Addington, 18, found the game while watching a YouTube video by a Minecraft enthusiast when the game first came out.

“It seemed creative and interesting,” he said. “It’s pretty unique compared to other games.”

Worldwide gamers

The game can be played solo, or on multi-player mode with people from around the world. Addington, who recently graduated from Oxford High School, prefers to play in multi-player, unless he’s working on one his projects, then he remains solo and gets down to building.

He has been working on his current world for more than a year.

“There’s multiple cities, roads that connect, small villages, ships on the ocean,” he said. “It’s entire world.” The game, which has sold more than 70 million copies worldwide, is like Lego online. Everything is a pixelated 3D box in a variety of materials, from wood to stone and grass and trees. One starts on a small island and must build a shelter to protect them from the monsters, zombies and spiders that come out at night. As the player progresses, they are able to make better tools and gather stronger materials.

Herron French, 13, once built a replica of the Titanic. He started playing the game when he was about 8 years old. His brother received a trial version when he bought a game for his Xbox and they gave Minecraft a try. They convinced their mother to buy the full game.

“I’ve been playing since,” he said. “I like the variety. There’s so many things you can do; you’re not limited to one thing. There’s no set path to follow. You make your own path.”

Unlike Addington, French likes playing in single-player mode mostly. His current project he’s finishing up is a windmill farm which has taken him about two months. French wants to be an alternative energy engineer someday, so a world of windmills was seemed like a natural project for him to dive into on Minecraft.

Educational tool

Minecraft has received several gaming awards since its launch and can be played on the computer and the Xbox console. There is also a mobile version available and has been named as the best-selling PC computer game and the third best-selling video game of all time.

While many video games today are based on violence, shooting people, stealing cars or killing zombies, which often makes them unpopular with parents and educators, Minecraft has been used in many classrooms around the world. Enough so, that Microsoft released a new version of the game, Minecraft Education Edition that is geared for the classroom, allowing teachers to use the game to tech subjects ranging from STEM topics to arts and poetry. It’s being used currently in about 400 classrooms internationally.

Adrian Hakim, 27, a digital artist, started his Minecraft journey when it first came out and said he purchased it right away, being “sold immediately on the concept.”

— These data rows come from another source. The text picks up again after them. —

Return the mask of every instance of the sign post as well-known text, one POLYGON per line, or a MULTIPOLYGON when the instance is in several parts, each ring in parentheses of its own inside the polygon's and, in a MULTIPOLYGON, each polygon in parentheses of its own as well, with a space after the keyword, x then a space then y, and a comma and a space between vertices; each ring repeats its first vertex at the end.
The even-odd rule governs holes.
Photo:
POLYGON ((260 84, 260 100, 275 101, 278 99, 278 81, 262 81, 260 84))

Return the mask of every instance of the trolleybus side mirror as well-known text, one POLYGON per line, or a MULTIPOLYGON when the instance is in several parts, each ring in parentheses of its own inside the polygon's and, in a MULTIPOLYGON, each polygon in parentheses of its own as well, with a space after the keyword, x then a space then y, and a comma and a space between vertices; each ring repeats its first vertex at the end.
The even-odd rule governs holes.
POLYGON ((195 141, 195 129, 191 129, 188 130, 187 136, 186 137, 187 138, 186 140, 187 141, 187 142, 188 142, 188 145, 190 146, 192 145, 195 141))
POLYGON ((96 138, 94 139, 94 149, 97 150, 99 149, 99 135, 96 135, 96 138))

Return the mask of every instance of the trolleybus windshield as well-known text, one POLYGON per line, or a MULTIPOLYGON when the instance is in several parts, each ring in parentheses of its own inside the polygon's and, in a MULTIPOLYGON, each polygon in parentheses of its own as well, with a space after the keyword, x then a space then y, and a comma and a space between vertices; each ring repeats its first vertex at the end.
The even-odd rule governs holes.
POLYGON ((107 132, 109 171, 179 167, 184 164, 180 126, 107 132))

“Nowadays, Minecraft has gone through many versions and has aged greatly but back then in the early days the world consisted of a flat plane that had a single texture and if you joined a game you would get a few blocks – wood, stone, et cetera – for building,” he said. “So when I joined a server the first time, I entered a world of colorful skyscrapers, weird looking houses and strange sculptures. I wandered around this dream-like world for a while until i found a bunch of people standing in one spot. In a wild moment I ran up to them and yelled ‘Hey let’s build a pirate ship.’

“It had rooms for the crew, cannons, masts and a wooden lady in the front. All of this just made from static blocks, built by grown-up men in the digital age. It was magic.”